Comedy could be a powerful double-edged sword in the hands of an expert and witty comic. From Nageeb El Rihany to Johnny Carson, it was proved that the art of joking was not only a form of entertainment, but also a way of making a statement.
In the American stand-up scene, a group of Middle-Easterners have been all the rage, and their name is: the Axis of Evil. Axis of Evil, derived from President Bush’s dubbing of Iraq, Iran and North Korea, is a group comprised of four comedians: Egyptian-American Ahmed Ahmed, Palestinian-Americans Aron Kader and Dean Obeidallah, and Iranian-American Maz Jobrani. For these funnymen, no topic is off-limits; they joke about politics, religion, and everything in-between. Perhaps that is part of their appeal to Westerners, who view Arabs as walking bombs that could blow-off at any second. After 9/11 Western society’s interest in Arabs has quadrupled, to say the least—and not in a good way. The persistent stereotype of Middle Easterners is that they are all terrorists. It is a rare thing nowadays to find a Hollywood action movie that doesn’t have an olive-skinned, heavy-accented bad guy in it. Jobrani said it best when he joked that he wished the media would once in a while show Arabs doing something positive, like “baking a cookie or something”.
Ahmed Ahmed: “Whenever I get on a plane, I always know who the air marshal is; He’s the guy holding the PEOPLE magazine upside down, staring right at me.”
Maz Jobrani: “I am Persian. Okay, we have a nuclear program, but it is a peaceful nuclear program. Peaceful; we blow you up and we hug you.”
Another reason for their groundbreaking success dwells in their ability to raise a mirror to themselves and criticize what they see. This here becomes a case, not of pointing fingers to the wrongs of others while being blind to our own, but of equally and fairly passing judgment on the faults and flaws of both parties.

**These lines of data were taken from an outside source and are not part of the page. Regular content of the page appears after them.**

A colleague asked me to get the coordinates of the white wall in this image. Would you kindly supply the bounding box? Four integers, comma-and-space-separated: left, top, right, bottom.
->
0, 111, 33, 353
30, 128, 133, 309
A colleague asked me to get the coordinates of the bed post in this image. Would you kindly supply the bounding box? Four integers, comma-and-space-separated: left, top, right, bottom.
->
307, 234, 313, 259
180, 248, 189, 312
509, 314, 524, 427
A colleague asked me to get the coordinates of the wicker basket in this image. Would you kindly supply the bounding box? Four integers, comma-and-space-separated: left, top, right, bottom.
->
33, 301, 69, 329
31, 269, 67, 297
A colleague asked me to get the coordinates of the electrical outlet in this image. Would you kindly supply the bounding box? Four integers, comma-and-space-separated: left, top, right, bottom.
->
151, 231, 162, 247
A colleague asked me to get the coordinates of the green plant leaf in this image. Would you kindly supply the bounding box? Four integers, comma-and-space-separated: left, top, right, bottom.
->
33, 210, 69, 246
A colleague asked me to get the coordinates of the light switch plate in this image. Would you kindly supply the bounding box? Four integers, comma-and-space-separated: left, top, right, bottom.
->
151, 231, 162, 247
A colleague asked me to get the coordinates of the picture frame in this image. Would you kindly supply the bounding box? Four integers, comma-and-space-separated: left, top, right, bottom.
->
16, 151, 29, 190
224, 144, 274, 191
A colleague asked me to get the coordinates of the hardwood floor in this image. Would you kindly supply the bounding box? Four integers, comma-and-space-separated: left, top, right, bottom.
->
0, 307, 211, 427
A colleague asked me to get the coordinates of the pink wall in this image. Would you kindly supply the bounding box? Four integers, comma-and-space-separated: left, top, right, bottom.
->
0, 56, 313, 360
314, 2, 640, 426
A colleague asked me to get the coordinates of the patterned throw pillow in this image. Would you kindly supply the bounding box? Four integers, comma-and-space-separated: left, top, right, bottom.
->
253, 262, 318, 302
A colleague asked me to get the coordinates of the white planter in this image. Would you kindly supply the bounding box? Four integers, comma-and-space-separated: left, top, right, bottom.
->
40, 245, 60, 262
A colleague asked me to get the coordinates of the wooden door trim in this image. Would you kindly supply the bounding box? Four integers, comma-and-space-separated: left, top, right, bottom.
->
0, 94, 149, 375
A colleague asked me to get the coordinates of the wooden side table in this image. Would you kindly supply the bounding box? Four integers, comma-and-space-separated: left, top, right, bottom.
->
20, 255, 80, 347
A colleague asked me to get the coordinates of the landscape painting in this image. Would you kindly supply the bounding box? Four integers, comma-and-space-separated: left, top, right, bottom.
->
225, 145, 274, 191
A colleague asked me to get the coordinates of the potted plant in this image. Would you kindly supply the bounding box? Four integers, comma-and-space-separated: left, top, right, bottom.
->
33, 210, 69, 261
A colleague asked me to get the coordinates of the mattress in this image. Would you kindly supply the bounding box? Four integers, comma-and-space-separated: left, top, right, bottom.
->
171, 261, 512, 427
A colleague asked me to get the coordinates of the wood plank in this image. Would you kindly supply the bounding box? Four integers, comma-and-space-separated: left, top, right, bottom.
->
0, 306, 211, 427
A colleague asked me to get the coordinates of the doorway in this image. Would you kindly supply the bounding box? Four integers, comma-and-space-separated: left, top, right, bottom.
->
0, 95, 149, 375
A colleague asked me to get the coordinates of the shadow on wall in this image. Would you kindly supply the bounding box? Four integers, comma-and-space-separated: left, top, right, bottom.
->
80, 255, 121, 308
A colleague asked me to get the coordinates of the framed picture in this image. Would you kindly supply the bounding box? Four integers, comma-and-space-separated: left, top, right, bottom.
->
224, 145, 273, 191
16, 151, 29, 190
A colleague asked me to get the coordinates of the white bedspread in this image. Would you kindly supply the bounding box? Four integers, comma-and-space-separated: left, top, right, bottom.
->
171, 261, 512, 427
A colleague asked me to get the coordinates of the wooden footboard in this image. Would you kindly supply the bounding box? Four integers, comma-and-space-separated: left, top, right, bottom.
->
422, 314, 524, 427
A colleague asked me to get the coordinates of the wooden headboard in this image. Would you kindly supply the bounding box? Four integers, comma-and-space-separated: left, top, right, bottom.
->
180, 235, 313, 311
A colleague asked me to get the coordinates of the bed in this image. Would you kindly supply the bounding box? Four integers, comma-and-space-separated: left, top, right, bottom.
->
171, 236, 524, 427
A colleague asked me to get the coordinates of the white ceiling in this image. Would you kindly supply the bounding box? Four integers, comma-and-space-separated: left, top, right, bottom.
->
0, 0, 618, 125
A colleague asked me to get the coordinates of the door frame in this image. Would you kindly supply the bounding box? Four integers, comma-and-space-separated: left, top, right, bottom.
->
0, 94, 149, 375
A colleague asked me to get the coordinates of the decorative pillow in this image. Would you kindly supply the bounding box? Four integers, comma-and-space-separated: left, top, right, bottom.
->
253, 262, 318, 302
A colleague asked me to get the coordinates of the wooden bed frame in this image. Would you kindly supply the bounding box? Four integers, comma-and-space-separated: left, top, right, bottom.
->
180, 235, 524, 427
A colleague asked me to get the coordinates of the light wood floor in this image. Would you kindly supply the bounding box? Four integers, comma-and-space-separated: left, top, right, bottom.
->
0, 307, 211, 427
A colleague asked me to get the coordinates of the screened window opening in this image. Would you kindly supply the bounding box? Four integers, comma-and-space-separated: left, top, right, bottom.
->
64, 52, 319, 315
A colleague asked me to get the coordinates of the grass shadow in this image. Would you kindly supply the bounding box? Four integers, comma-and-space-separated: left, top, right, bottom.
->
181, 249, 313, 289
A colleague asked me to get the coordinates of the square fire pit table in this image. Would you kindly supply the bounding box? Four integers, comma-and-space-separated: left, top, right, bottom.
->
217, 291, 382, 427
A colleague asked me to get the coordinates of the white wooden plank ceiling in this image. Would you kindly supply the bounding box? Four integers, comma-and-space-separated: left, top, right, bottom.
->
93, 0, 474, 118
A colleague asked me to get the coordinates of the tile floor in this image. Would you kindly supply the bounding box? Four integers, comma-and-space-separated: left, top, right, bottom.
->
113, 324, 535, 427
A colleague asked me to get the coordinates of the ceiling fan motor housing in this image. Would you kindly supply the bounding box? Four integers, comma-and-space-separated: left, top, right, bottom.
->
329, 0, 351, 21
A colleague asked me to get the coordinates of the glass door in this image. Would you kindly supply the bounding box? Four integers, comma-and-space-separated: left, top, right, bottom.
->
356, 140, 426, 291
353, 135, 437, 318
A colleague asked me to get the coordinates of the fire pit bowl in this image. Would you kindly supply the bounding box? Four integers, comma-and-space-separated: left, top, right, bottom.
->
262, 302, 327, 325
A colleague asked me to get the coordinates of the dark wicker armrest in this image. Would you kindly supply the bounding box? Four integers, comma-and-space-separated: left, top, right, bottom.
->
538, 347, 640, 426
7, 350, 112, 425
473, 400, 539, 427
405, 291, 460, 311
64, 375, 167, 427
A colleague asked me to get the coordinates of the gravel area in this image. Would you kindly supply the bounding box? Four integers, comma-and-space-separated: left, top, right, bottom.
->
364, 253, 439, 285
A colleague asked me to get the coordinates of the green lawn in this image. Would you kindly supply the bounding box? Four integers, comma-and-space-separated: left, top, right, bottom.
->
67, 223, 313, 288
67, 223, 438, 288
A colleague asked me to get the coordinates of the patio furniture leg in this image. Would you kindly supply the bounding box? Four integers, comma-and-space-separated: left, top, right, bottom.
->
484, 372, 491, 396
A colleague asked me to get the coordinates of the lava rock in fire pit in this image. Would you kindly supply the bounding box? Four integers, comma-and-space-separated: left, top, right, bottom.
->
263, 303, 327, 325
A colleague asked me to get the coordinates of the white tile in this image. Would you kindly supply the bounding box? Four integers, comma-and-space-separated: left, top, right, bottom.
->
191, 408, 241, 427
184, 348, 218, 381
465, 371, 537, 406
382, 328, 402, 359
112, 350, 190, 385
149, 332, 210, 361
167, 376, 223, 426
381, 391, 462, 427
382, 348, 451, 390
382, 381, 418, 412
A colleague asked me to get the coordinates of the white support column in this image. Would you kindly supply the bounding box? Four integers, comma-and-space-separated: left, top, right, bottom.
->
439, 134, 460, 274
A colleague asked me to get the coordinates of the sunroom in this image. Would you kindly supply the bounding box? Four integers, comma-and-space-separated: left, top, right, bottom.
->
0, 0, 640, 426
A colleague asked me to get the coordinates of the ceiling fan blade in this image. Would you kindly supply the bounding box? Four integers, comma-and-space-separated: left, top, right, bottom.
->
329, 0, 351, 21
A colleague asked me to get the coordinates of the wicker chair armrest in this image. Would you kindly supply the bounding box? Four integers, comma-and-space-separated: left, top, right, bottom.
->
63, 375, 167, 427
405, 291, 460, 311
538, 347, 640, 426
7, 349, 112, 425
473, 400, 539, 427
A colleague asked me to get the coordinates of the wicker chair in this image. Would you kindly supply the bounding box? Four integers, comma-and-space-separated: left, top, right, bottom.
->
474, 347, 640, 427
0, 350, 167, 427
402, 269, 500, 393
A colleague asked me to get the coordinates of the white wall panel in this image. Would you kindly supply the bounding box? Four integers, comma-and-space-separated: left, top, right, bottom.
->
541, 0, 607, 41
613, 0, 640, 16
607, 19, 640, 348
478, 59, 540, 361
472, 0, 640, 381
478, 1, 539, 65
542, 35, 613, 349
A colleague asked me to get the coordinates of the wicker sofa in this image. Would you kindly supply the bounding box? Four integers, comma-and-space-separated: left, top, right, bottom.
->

Aron Kader: “Arabs love to cuss in English. They cuss their heads off in English, but they won’t do it in Arabic, because then God could hear them.”
With the media attention the quartet has been garnering, from interviews in TIME magazine, and on CNN, among others, their voice has been resonant on the mistreatment of Arabs in the U.S., and the rising hatred against them.